Put simply, no one can know everything, and so cooperation among people consists of sharing necessary knowledge. Historically, one of the main characteristics of commercially and technologically sophisticated societies has been the fine degree to which knowledge is divided; the degree to which labor is divided is to a large extent derived from the division of knowledge. A knowledge economy is thus based on creating, evaluating, and trading of knowledge.
There are many ways to cut and classify the kinds of knowledge people need to possess and exchange. One appealing way is to divide the information up into those parts that deal with social matters and human affairs and those that concern the external environment. These roughly correspond to the spheres of exchange and production. While the sphere of exchange contains allocative knowledge such as “where do I hire a pipe fitter,” “what is the price of bread,” or “how do I purchase the stock of Microsoft,” the sphere of production contains mostly statements about the physical and biological environments in which people operate.
Technology concerns the latter sphere: it consists of information that regards natural phenomena and the rules and regularities we can formulate about them. It includes statements like “the Mississippi flows from north to south” and “it snows in the winter in Michigan” as well as Schrodinger’s wave equations. Science is a small subset of this set of knowledge, which can be termed propositional knowledge, but the hallmark of the modern age is that its relative importance in the knowledge economy has risen steadily.
Allocative Knowledge
The ways society has used information to allocate resources and reproduce itself involve some of the central questions of economic history. Information about exchange is summarized effectively in market economies by the price mechanism. In a classic article published in 1945, the economist F. A. Hayek pointed out that in market economies a mind-boggling amount of information is summarized and processed by the price mechanism. The typical consumer of a meal of sushi in Evanston does not have to know where the fish was caught, how it was processed and shipped to Illinois, and how it was cooked: by paying the price of a meal, all this information is summarized and processed by people the consumer does not know and does not have to know. On the other hand, the Japanese wholesalers processing the tuna do not have to know or care who precisely wants to eat what.
Free decentralized markets are neither tools of exploitation nor miracle cures for all of society’s ills; they are above all information-cost-saving devices. Once markets are disrupted or abolished, as happened in Marxist command economies, this information has to be processed consciously by officials, who set prices by decree rather than through competitive processes. The results have been devastating.
Money played a unique role in increasing the informational efficiency of societies, since money served as a unique unit of account and thus made exchange easier. Without a means of exchange, trade would require a double coincidence of wants, which is informationally more cumbersome. Money also provides a measure of value, thus providing different goods with a common denominator, which lubricates the exchange process. It is now widely recognized that decentralized and unregulated markets are the most efficient information-processing social tools in our arsenal. Even when they misfire and create inefficient outcomes, the remedies are often worse than the maladies.
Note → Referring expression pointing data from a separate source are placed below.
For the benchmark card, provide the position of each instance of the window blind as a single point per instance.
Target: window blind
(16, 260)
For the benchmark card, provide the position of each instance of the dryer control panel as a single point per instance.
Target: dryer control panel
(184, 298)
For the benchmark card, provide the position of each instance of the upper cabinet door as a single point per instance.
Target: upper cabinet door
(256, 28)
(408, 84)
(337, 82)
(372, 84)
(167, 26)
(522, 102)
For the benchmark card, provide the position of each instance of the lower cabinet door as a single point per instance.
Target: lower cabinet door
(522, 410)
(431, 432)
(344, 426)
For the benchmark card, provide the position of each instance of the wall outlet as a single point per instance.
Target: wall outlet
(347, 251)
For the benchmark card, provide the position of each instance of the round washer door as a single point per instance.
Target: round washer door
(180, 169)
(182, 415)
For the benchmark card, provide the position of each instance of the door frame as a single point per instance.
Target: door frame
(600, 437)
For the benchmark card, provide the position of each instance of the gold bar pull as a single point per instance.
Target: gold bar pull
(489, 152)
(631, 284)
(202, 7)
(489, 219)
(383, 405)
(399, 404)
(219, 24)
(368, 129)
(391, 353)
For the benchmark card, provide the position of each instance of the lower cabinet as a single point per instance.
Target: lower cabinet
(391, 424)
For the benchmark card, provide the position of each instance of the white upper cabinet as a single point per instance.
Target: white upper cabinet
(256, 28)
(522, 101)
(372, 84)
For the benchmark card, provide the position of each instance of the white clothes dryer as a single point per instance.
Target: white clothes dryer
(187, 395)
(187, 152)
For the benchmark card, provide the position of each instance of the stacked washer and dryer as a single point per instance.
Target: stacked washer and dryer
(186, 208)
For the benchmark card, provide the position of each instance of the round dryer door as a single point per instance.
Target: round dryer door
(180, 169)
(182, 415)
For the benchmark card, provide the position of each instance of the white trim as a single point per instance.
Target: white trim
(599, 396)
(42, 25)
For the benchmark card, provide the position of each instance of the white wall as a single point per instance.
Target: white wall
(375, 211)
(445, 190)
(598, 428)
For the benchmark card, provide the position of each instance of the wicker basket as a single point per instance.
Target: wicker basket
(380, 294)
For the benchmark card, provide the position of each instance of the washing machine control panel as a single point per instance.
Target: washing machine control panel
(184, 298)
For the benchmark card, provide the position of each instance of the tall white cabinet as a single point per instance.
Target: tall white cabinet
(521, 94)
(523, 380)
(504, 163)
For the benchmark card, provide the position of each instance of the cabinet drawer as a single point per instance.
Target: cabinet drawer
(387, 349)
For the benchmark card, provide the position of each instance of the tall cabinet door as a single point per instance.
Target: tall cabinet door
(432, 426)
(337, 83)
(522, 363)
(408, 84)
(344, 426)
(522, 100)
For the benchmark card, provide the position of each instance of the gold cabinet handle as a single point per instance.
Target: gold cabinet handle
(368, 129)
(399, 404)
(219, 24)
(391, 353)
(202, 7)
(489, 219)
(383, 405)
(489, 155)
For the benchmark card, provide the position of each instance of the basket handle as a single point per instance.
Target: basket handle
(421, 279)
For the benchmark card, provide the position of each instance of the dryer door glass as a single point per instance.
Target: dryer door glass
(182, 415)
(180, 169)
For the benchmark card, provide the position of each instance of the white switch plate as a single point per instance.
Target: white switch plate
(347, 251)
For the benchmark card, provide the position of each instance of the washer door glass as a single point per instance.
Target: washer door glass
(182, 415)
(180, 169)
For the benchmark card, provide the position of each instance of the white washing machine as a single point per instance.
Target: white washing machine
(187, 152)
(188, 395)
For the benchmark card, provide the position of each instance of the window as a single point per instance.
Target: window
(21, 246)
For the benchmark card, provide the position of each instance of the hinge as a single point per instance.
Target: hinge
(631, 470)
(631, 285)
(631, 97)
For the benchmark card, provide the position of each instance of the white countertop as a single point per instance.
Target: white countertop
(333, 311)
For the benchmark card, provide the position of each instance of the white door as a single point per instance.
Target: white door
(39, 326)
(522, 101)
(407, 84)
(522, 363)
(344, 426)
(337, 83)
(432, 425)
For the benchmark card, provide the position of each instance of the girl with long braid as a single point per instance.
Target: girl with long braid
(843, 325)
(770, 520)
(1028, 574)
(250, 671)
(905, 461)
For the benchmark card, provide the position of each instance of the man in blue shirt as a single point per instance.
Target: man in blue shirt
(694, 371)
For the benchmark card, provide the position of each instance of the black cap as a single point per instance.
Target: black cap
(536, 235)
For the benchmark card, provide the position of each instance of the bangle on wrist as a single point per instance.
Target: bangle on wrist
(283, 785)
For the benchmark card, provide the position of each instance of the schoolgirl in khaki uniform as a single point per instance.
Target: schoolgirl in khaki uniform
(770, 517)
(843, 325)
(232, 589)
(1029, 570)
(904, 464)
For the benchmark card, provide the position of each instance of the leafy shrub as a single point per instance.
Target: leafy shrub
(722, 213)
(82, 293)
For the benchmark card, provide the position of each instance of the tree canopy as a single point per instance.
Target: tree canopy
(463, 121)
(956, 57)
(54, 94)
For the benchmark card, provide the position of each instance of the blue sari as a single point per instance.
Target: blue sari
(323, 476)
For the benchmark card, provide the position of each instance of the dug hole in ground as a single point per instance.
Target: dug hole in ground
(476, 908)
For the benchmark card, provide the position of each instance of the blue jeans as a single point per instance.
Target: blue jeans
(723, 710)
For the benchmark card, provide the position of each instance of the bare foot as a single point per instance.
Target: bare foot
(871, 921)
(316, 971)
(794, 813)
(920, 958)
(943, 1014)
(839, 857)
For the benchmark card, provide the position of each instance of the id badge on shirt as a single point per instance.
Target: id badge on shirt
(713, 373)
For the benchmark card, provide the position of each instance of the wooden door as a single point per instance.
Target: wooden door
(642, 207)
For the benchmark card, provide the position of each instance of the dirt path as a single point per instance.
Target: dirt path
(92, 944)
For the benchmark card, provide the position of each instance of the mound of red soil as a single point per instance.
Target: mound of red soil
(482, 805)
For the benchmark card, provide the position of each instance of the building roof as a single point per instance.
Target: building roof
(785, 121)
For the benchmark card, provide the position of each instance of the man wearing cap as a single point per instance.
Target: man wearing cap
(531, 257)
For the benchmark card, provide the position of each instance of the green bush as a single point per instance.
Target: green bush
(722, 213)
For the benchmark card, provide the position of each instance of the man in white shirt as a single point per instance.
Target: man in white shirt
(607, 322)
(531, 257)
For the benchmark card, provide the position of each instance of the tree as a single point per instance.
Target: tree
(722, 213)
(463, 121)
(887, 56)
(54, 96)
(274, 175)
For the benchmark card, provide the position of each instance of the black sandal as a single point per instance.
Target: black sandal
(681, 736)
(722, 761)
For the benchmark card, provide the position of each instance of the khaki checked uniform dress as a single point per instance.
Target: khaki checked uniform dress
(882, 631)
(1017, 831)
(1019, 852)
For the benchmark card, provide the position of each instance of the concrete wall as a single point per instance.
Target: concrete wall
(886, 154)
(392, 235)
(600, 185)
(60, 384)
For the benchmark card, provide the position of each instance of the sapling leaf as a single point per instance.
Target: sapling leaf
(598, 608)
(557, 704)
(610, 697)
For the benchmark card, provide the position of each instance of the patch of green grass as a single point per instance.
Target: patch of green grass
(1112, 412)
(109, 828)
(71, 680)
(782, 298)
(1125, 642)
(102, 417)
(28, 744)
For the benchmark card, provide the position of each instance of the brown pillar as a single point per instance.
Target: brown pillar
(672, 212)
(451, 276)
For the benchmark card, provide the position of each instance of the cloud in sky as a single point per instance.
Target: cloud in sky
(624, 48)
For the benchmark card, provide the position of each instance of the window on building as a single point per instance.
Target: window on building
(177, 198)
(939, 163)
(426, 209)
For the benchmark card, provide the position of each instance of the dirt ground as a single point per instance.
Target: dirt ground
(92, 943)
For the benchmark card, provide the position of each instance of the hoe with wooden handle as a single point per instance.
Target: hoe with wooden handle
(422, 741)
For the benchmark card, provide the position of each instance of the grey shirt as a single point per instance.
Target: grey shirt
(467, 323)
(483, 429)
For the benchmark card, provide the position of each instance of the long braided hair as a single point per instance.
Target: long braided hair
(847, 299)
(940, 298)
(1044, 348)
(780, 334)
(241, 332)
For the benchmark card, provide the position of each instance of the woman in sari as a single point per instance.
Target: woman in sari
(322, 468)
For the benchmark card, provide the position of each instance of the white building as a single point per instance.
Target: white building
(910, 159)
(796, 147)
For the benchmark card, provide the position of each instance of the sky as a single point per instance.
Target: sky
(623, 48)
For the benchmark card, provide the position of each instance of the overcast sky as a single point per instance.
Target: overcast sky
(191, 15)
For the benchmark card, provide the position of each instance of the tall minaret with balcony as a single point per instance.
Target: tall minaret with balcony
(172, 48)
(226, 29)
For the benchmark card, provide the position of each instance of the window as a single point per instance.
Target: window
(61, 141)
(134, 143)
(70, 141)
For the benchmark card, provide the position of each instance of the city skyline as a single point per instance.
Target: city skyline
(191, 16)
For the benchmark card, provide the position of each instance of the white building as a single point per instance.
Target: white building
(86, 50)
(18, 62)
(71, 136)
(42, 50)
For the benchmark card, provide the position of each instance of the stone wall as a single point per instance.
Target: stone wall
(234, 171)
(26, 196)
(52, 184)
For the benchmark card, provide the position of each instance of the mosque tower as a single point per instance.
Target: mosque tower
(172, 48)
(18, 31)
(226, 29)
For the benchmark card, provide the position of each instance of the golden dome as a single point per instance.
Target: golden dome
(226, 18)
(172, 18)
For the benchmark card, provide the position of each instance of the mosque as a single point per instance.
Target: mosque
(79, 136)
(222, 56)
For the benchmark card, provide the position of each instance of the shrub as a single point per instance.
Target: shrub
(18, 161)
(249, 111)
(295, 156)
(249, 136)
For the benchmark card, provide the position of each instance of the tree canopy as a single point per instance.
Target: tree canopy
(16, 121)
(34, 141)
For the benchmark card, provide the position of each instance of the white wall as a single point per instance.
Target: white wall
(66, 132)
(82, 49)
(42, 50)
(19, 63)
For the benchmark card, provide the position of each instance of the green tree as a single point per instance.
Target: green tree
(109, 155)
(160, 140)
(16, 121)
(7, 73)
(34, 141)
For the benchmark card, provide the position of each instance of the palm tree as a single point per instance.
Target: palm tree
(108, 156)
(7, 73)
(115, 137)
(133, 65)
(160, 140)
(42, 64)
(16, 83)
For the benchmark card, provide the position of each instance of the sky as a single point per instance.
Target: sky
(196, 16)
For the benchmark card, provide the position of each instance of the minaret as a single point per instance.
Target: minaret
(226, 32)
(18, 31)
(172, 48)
The degree to which societies allocate resources through markets rather than through central planning or another allocation mechanism (such as intratribal allocation by the whim of the leader) and the way allocative knowledge is processed and distributed determine to a great degree the social and economic development of a society. Market economies on the Eurasian continent developed, by and large, to a greater degree than those in Africa, Oceania, and pre-1492 America. In western Europe market allocations were highly developed in Roman times but for a variety of reasons declined in the second half of the first millennium, whereas the Islamic Middle East and China were in that sense far more developed.
Parts of western Europe recovered during the Middle Ages, and markets became increasingly important in processing allocative information, with prices of both locally and internationally traded goods increasingly effective in indicating both information about the scarcity (supply) and desirability (demand) of commodities. Moreover, the same kind of decentralized market processes began to control the allocation of labor and land, extending the coordinating role of markets to the factors of production.
In the nineteenth century, even capital markets became increasingly competitive, although in those markets the processing of information was often problematic and inefficient because of informational asymmetries between lender and borrower, and the performance of different economies was often influenced by the functioning of their capital markets.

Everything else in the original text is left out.